僕らのシナリオ
「その日はやっぱり夕日がきれいで、私いっぱい写真撮ったの。ほら。」
宮田さんがデジカメのディスプレイをこちらに向けるので、覗き込むとやっぱりそこにはとても綺麗に写された夕日と川の写真が浮かんでいて。
「……きれいだね。」
「でしょ?ほんとにきれいな夕日だったんだよ〜。」
宮田さんはまたデジカメを手元に戻して、にこにこと笑う。
「そしたらね、しばらく歩きまわってたら、高沢中の制服着た男の子が河原に立ってたの。

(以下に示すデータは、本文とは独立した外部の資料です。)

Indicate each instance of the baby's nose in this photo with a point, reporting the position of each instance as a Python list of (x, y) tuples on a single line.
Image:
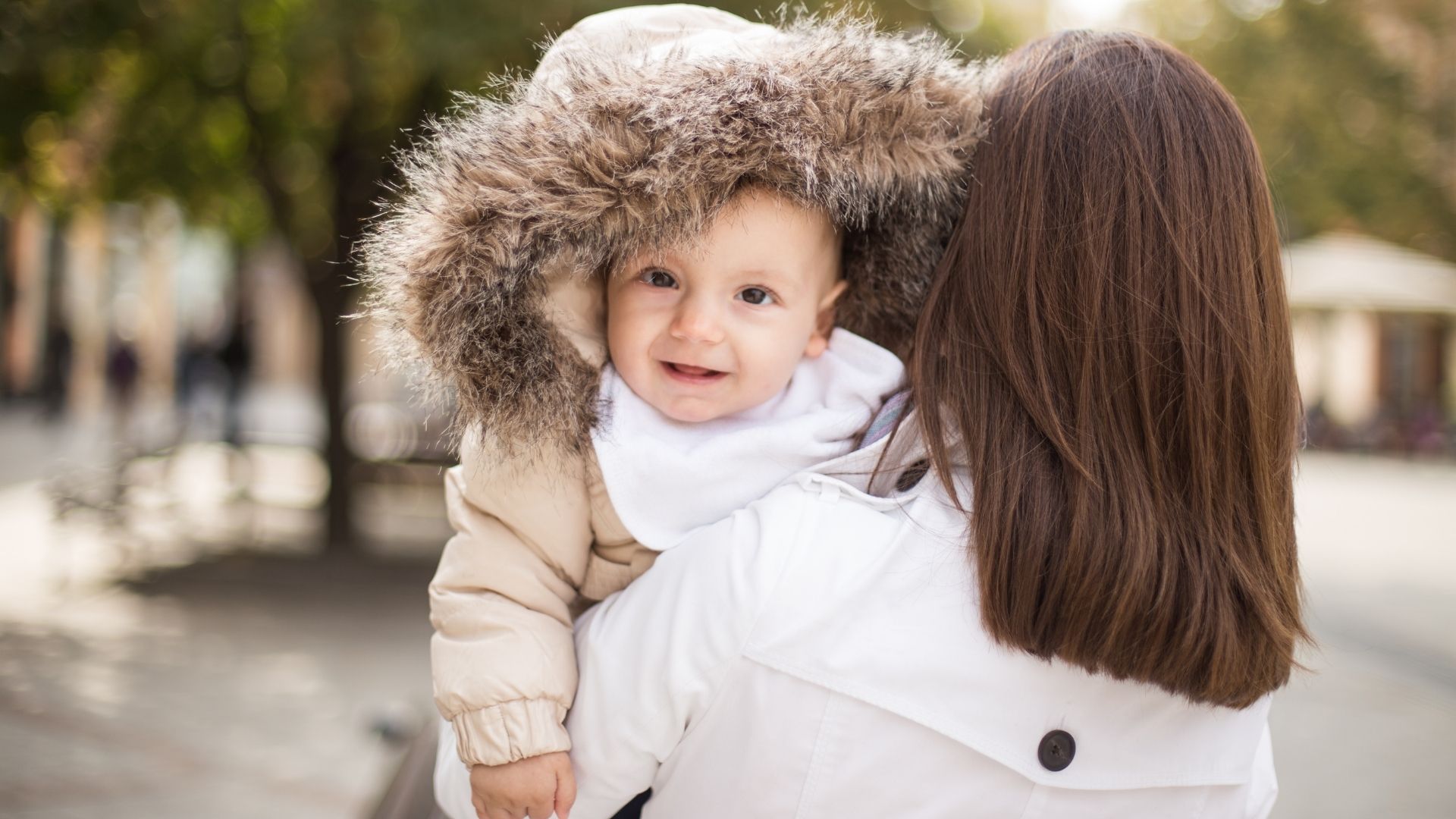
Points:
[(696, 324)]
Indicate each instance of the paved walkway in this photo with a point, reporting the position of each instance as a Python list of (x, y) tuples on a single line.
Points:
[(246, 687)]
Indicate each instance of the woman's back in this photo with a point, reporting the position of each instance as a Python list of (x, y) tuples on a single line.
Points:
[(819, 656)]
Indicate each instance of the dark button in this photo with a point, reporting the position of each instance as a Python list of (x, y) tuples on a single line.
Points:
[(1056, 751), (912, 475)]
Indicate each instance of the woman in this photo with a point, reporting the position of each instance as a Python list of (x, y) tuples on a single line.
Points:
[(1085, 607)]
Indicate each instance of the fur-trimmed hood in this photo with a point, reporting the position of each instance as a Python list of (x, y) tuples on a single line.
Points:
[(637, 129)]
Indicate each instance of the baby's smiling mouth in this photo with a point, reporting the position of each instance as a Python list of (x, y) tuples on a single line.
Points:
[(691, 373)]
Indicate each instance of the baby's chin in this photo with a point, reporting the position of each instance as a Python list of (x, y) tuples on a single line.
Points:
[(692, 411), (689, 410)]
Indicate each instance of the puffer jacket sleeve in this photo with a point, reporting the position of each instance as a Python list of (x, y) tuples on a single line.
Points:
[(503, 657)]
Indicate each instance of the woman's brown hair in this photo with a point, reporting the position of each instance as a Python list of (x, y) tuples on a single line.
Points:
[(1107, 349)]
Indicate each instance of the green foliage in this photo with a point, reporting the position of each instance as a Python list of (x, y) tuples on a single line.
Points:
[(254, 114), (1351, 102)]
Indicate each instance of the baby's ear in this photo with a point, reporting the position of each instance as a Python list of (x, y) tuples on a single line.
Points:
[(824, 321)]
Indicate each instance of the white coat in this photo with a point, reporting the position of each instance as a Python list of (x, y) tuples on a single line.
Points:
[(820, 654)]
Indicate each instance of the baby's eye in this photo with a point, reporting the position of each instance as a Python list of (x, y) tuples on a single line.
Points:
[(658, 279), (756, 297)]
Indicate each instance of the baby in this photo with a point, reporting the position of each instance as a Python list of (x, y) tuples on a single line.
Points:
[(726, 378), (629, 276)]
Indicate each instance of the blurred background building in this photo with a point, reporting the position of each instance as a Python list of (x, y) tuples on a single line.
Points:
[(181, 401)]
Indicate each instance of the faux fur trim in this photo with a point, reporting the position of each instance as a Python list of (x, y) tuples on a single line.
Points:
[(871, 127)]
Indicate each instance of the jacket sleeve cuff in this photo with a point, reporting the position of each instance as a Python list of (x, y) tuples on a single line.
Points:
[(510, 732)]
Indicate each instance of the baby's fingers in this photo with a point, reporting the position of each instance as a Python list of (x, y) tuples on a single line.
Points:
[(565, 793)]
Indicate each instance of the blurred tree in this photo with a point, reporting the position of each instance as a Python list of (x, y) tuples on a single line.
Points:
[(1353, 104), (265, 117)]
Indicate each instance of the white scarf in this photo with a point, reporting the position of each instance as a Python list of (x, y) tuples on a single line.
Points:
[(667, 479)]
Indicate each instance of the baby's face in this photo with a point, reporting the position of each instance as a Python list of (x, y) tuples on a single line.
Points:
[(718, 328)]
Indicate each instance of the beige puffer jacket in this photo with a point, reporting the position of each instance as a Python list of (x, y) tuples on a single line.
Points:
[(530, 539), (487, 276)]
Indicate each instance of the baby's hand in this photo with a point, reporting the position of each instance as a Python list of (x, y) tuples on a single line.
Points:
[(529, 787)]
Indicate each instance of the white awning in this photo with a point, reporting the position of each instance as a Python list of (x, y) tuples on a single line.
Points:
[(1354, 271)]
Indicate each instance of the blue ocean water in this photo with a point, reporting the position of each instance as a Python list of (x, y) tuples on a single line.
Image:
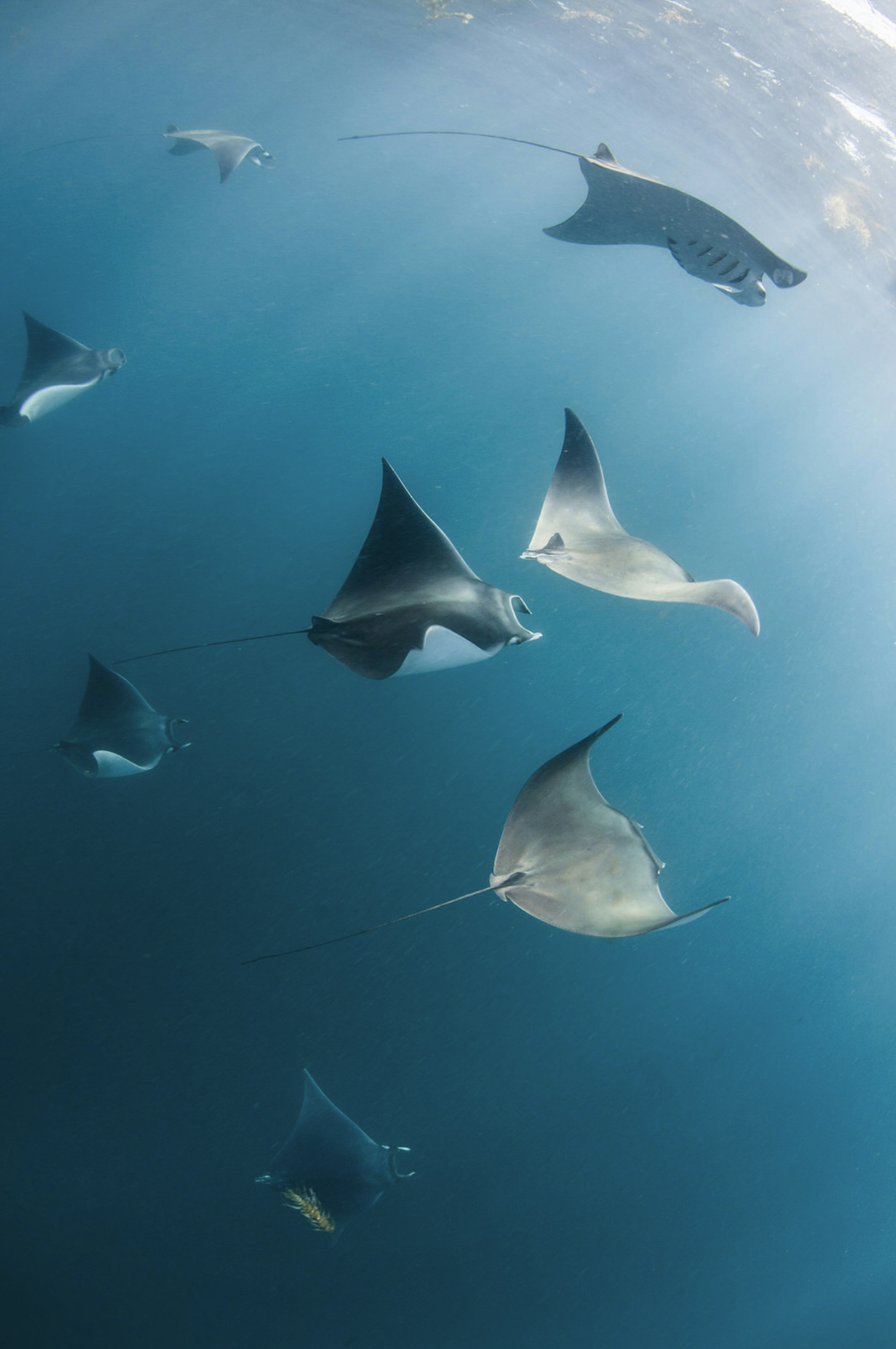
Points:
[(682, 1140)]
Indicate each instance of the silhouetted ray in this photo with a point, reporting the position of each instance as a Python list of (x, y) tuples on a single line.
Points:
[(410, 605), (624, 207), (117, 733), (329, 1169), (56, 370)]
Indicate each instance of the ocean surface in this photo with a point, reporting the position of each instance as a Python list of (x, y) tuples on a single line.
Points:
[(677, 1142)]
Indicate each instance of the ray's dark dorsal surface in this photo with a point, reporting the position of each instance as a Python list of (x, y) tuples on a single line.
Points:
[(229, 150), (411, 604), (624, 207), (569, 858), (56, 370), (117, 733), (329, 1169), (578, 536)]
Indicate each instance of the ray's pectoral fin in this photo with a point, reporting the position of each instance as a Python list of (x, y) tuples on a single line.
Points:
[(694, 915), (727, 595), (555, 551)]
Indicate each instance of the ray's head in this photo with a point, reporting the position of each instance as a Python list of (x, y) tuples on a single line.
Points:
[(114, 359)]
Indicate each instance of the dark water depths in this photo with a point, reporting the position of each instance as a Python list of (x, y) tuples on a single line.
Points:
[(682, 1140)]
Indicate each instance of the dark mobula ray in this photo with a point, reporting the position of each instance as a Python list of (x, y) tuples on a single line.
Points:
[(227, 149), (569, 858), (411, 604), (624, 207), (117, 733), (56, 370), (578, 536), (329, 1169)]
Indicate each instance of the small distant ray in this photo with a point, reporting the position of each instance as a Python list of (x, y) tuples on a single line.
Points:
[(569, 858), (57, 369), (578, 536), (329, 1170), (229, 150), (117, 733), (624, 207)]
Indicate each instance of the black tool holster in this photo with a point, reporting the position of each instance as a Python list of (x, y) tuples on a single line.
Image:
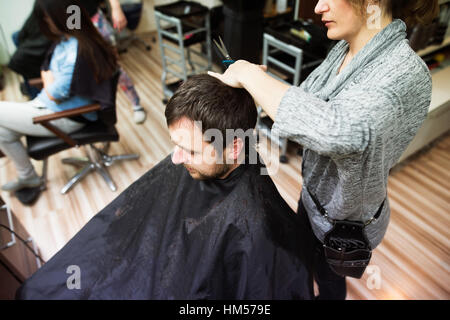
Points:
[(346, 246), (347, 249)]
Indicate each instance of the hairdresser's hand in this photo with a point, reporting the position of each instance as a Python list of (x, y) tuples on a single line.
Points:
[(237, 73), (118, 17)]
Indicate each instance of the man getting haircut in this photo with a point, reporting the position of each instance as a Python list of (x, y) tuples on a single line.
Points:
[(201, 224)]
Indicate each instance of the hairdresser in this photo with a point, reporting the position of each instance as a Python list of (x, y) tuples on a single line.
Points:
[(354, 115)]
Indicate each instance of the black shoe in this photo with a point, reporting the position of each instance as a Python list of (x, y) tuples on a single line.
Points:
[(28, 196)]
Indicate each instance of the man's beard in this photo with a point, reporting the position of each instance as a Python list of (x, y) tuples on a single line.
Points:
[(220, 171)]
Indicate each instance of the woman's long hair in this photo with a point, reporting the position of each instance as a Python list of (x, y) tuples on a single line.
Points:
[(100, 55), (413, 12)]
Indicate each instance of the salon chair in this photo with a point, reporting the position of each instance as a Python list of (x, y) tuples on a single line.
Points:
[(132, 9), (97, 158)]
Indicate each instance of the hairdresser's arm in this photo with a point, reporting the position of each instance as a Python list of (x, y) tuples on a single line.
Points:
[(265, 90), (119, 19)]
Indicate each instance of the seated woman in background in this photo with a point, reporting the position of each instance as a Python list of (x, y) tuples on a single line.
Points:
[(72, 48)]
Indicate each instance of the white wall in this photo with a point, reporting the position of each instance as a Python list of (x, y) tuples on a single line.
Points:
[(13, 14)]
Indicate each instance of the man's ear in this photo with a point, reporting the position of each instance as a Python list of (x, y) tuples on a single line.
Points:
[(234, 150)]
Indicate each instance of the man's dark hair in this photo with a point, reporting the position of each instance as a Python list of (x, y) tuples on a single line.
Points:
[(218, 106)]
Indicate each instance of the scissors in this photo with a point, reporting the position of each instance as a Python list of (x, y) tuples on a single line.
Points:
[(223, 50)]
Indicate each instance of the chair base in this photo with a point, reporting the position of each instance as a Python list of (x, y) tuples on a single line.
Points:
[(96, 160)]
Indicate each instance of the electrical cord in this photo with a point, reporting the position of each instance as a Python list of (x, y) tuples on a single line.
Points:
[(24, 241)]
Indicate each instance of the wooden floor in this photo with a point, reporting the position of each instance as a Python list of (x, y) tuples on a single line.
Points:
[(413, 261)]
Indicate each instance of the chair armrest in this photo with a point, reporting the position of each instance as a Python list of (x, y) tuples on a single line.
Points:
[(36, 82), (67, 113), (44, 121)]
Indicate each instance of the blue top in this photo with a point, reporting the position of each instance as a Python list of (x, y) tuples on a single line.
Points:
[(62, 65)]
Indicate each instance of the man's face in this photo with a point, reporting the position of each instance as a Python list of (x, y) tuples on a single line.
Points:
[(199, 157)]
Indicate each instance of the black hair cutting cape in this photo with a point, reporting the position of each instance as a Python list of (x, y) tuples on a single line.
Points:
[(169, 236)]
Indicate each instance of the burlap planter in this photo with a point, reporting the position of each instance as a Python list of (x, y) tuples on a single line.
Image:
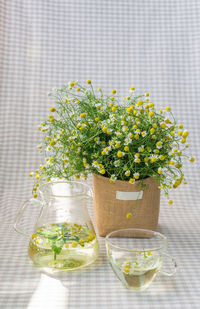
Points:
[(110, 209)]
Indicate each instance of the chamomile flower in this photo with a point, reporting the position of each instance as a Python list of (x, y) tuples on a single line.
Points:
[(127, 173), (141, 148), (159, 145), (136, 175), (117, 163), (143, 133)]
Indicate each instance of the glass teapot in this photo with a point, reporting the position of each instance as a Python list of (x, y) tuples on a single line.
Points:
[(63, 238)]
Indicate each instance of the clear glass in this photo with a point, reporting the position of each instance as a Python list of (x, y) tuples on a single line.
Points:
[(63, 238), (136, 256)]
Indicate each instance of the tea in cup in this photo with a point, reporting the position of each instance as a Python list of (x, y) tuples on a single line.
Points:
[(136, 256)]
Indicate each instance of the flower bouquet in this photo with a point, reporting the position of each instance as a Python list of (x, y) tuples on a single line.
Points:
[(124, 141)]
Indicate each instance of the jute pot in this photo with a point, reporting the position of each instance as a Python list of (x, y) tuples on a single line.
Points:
[(112, 201)]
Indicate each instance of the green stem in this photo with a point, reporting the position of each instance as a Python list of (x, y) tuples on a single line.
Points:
[(54, 256)]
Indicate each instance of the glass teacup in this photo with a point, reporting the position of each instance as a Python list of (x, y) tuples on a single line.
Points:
[(136, 256)]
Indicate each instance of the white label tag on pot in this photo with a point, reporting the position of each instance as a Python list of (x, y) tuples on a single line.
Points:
[(129, 196)]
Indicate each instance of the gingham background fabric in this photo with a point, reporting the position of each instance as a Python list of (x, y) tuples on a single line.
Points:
[(153, 45)]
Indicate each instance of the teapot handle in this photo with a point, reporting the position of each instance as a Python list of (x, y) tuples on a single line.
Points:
[(17, 225)]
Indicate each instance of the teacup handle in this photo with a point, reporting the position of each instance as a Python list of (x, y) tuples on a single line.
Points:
[(173, 262), (17, 225)]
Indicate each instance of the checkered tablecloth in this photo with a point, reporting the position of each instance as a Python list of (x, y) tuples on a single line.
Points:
[(151, 44)]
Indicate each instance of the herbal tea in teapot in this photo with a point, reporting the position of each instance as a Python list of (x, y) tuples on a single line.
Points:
[(63, 246), (63, 238)]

その子もカメラを持ってて、一生懸命レンズを覗き込んでて。」
カメラを構えるポーズをとりながら言う宮田さんに僕は笑う。
宮田さんも笑って、また続けた。
「写真好き同士でなんだか親近感がわいちゃって、しばらくその子のこと観察してたんだけど……
結局話しかけられずに終わっちゃったの。
でもそれからずっとその子にまた会ってみたくて、だれなんだろうな〜って思ってた。
そしたらさ、ある日中庭で一生懸命写真撮ってる男の子を3階の廊下から見つけたの!」
両手でガッツポーズを作りながらそう言う宮田さんに、僕は微笑んで聴き入る。
「思わず廊下の窓に張り付いて見てたらさ、その男の子にゆうちゃんが近寄ってくもんだからびっくりしちゃった!」
「ってそれもしかして僕なの?」
「当たり前でしょ?
三宅くんの話してるんだから〜。」
「いや、まあね〜。」
突然登場した自分の存在に驚きながらも、なんとか記憶をたどる。
でも学校中庭で写真を撮るのはよくあることで、中野といっしょにいるのもいつものことだ。
「ん〜。」
「いつのことかわかんない?」
「うん………いつかな〜。」
「でも三宅くんが写真撮ってるのはそのあともいっぱい見たから、わかんなくて当たり前だよ。」
「そんなに見てたの?
なんか今さら恥ずかしいな〜。」
「あはは。
でもまあ、そういうわけで、私は前から三宅くんのこと知ってたの。」
にこにこと微笑んで言う宮田さんに、何度もうなずいて納得する。
「へ〜。話しかけてくれればよかったのに。」
やっぱり今これだけ仲がいい宮田さんとなら、そのときから仲良くなってもよかったんじゃないかと思う。
すると宮田さんは少し困ったように笑って。